None of the Bitola community’s buildings — it had several synagogues — survived WW II and the subsequent communist rule when North Macedonia was part of Yugoslavia.

The sudden and radical annihilation of Macedonian Jewry — within days, the Nazis achieved there their highest death rate anywhere — represents an unusual challenge for activists seeking to preserve the memory of this extinct community, which is believed to have settled in Bitola not later than the third century CE.

“Family lore was lost because whole families were executed together,” Levi-Drummer said.

The pain of the loss was so traumatic that it made the few survivors suppress their communal memories, she added.

Michael Bar-Zohar, an Israeli Bulgaria-born historian, lamented the obscurity of Macedonian Jewry in his 1998 book, The Trains Left Empty.

The area’s Jews “became victims for the second time after their death,” he wrote.

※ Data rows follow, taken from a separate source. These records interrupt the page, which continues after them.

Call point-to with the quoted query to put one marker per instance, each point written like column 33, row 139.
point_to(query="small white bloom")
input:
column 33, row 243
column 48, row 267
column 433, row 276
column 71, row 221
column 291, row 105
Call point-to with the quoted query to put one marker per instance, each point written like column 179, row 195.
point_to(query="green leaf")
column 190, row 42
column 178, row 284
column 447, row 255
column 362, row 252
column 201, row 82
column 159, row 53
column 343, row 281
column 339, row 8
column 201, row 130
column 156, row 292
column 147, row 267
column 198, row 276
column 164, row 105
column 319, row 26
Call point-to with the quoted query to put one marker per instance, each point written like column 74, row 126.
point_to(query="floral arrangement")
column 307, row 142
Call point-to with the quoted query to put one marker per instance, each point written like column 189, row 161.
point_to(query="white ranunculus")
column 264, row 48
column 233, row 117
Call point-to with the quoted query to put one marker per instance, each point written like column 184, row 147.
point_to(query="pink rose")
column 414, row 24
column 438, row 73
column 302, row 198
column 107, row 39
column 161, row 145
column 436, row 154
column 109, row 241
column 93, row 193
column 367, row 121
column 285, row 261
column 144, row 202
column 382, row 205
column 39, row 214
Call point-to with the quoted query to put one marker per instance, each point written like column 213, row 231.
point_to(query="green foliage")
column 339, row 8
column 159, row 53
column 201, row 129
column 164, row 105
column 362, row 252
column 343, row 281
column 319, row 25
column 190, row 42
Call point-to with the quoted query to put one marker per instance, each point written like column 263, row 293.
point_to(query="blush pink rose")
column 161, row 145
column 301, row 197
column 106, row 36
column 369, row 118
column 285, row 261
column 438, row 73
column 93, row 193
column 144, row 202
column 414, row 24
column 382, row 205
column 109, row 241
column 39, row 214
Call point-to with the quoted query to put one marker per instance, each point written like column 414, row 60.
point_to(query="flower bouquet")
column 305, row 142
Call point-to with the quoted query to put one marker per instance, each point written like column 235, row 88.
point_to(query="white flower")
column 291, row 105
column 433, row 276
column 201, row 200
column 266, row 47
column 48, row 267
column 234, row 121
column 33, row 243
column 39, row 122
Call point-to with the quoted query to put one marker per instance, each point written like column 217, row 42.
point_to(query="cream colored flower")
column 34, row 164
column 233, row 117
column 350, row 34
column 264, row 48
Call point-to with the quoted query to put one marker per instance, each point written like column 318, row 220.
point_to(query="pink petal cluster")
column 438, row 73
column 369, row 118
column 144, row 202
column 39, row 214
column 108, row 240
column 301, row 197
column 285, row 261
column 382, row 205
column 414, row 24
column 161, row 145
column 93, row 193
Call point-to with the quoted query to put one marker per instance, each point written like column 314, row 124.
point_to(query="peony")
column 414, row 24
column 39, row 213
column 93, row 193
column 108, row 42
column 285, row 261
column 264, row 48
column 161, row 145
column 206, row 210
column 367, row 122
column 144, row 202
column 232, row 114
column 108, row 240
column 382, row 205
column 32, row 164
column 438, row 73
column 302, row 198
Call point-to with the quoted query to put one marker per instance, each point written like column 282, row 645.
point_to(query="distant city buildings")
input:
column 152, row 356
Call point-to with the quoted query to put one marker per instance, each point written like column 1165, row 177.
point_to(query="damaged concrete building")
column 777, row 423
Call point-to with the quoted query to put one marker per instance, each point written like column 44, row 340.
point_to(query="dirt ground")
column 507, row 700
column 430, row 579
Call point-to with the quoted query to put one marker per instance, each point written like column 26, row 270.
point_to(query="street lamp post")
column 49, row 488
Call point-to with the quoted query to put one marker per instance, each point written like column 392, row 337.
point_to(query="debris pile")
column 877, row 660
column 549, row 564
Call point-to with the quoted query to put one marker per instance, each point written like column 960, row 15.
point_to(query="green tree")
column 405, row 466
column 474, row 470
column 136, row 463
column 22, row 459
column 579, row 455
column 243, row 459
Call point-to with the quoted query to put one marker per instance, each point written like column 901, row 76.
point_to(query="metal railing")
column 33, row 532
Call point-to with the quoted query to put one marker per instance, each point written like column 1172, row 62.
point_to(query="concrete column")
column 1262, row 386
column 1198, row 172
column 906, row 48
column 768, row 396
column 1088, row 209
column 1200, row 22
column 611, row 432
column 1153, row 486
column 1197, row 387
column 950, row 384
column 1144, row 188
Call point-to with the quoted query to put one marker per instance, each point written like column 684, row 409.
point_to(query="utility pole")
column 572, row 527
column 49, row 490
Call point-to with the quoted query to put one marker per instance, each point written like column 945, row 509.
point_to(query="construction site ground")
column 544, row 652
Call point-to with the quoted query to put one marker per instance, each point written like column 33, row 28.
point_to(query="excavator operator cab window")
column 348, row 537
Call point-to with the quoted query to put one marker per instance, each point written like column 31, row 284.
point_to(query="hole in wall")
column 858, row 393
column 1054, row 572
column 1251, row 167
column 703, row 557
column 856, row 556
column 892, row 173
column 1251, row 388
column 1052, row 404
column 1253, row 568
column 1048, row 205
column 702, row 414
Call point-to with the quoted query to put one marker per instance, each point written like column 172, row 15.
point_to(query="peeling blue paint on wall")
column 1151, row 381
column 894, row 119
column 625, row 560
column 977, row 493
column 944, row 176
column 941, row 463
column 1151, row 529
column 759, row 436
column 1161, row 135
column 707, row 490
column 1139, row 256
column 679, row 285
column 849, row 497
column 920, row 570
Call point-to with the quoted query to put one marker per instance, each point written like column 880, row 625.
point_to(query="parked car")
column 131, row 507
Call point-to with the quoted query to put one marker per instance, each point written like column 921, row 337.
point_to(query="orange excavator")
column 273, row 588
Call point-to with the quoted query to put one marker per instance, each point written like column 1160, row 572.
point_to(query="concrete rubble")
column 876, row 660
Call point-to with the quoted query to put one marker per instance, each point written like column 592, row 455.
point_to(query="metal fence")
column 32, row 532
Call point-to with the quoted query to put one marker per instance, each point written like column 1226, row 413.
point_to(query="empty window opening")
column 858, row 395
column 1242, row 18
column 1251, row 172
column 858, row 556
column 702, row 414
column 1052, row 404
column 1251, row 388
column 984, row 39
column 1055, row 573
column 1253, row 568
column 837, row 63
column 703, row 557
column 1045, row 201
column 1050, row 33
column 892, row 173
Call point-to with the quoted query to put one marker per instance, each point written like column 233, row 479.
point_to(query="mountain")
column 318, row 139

“Their sacrifice and suffering were washed in waves of cold indifference. Their memory had been erased as though they had never lived on the golden shores of the Aegean Sea or in the green valleys of turbulent Macedonia. In life and death, they were the orphans of the Balkans.”

Bar-Zohar’s account isn’t entirely accurate, according to Hassan Jasari, a Muslim from Bitola who says his late uncle risked his life to bring water to Jews awaiting their deportation.

Jasari participates each year in the annual March of the Living Holocaust commemoration in Bitola. Pointing at the Israeli flags of other participants of the event in March, he said, “It’s great to see this flag waving here, of the greatest country on Earth.”

Macedonia’s Jews were detained without food or water for about three days at an unsused tobacco factory before being transported for days by train to Nazi-occupied Poland.

“By the time they arrived at Treblinka, they were probably eager to cram into that gas chamber believing it was a shower where they could drink and wash away the filth they had been forced to live in,” said Balashnikov, who lost several uncles there.

Levi-Drummer, Balashnikov and others interviewed for this article believe that the Abravanels were “the last Jewish family who left Bitola.”

Yet Bitola is currently home to Maria Behar, 60, and her son, Zoran. She said they are the last Jews living in Bitola — and they are preparing to leave for Israel following the death of her late husband. He is not buried at a Jewish cemetery. An Israeli family recently moved to Bitola, where they have businesses.

Still, Balashnikov and others agree that “the Jewish community of Bitola no longer exists, and will probably never return,” she said. “At least now the world knows a little more that they even ever existed.”